Pulmonary adverse events (AEs) represent a significant concern in the management of advanced non-small cell lung cancer (NSCLC), particularly with systemic therapies. The choice of first-line treatment impacts not only efficacy but also the safety profile. Recent data indicate that pembrolizumab monotherapy may offer a more favorable pulmonary safety profile compared to traditional platinum-based chemotherapy in this patient population.

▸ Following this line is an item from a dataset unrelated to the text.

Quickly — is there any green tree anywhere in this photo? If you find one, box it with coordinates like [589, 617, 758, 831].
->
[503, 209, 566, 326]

The management of advanced non-small cell lung cancer (NSCLC) has evolved significantly with the introduction of immune checkpoint inhibitors. While these therapies have demonstrated superior efficacy in many settings, their distinct adverse event profiles, particularly immune-related adverse events (irAEs), necessitate careful consideration. Pulmonary irAEs, such as pneumonitis, are a known complication of PD-1/PD-L1 inhibitors, yet a comprehensive comparison of overall pulmonary adverse event burden between pembrolizumab and chemotherapy has been a focus of recent analysis.
Background and Clinical Rationale
NSCLC accounts for approximately 85% of all lung cancers, and a significant proportion of patients present with advanced or metastatic disease. Historically, platinum-based chemotherapy regimens formed the backbone of first-line treatment for these patients. However, chemotherapy is associated with a range of systemic toxicities, including myelosuppression, gastrointestinal disturbances, and fatigue, which can significantly impact patient quality of life and treatment adherence. Pulmonary complications, such as chemotherapy-induced pneumonitis, opportunistic infections due to immunosuppression, and exacerbation of underlying lung conditions, also represent a substantial burden. The advent of immune checkpoint inhibitors, particularly pembrolizumab, a humanized monoclonal antibody that blocks the PD-1 receptor, has revolutionized NSCLC treatment, especially in patients with high PD-L1 expression or in combination with chemotherapy regardless of PD-L1 status. Understanding the full spectrum of adverse events, beyond just immune-related toxicities, is crucial for informed clinical decision-making and patient management.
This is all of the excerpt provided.